Joining the school board 22 years later, he says, is just another way to realize that dream of community.
It's also a way of tackling the twin challenges of rising expectations and declining funding now common in Oregon schools. Maurer says he wants to make sure future students have the same opportunities his kids have had.
"From observing the district over the years, I know it's not afraid of setting lofty goals" -- and living up to them, says Maurer.
Though he could well have afforded to send his children to private schools -- as some in this high-income, high-expectation community have done -- Maurer considered it and then opted to invest in the public system.
His children -- Carter, 24, Anya, 21, and Tessa, 12, and step-son, Ian, 20 -- have flourished.
The strength of the district lies in its flexibility, he says.
"We have children who are super-achievers and one who's bright and still challenging," he says. "I've found there's a place for you; there's a place for everybody."
But the district's pliancy can cause problems as well.
"It's a liberal school district.

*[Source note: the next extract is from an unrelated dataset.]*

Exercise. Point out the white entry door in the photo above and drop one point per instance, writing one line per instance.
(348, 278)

It encourages diversity, it encourages free thinking," he says. "But being open to everything means the possibility of anything."
And it results in a district whose "zero-tolerance" drug rule continues to draw fire from students, parents and community members who disagree. Maurer's first board meeting Monday saw petitions signed by some 500 opponents to the rule. But Maurer says the dialogue is the point.
"With something like zero-tolerance, you're going to get up the ire of some people, but they're talking about it," he says.
The biggest -- and most positive -- change he's seen in the school district during his kids' tenure has been a switch to team teaching at the middle school. The old system, which required students to switch several classes daily, made for some rocky times for his older children, Maurer says.
Those who have worked with Maurer on other public panels characterize him as a careful, stable contributor. Lisa Molnar, executive director of the YMCA, says Maurer balances concern with compassion.
"He's a noble man. He's one of my all-time favorites," she says. "Sometimes you'll have people who kind of jump to a decision or get real emotional about a situation, but John is just really, really thoughtful."
Apparently that care doesn't manifest itself as caution in the off-hours life of the man who courts danger through whitewater rafting and other perilous pastimes.
"I can remember coming around a corner of the Illinois River and seeing his raft sideways against a cliff," board member Thorndike recalls.
Maurer grins at the characterization, then admits: "I've always said: `The closer to the edge, the better the view.' "
Students in the Ashland district are free to push their own edges because of fundamental community support, both financial and social, says Maurer.
As an example, he cites the string of winning football teams the high school has produced under the guidance of coach Jim Nagel. But it's not the win-loss record Maurer's so happy about.
"I think it has instilled an incredible ethic, an ethic for setting goals for what's important today, tomorrow, this year," he says. "I've seen that spill over into the entire community. The spillover has been incredible."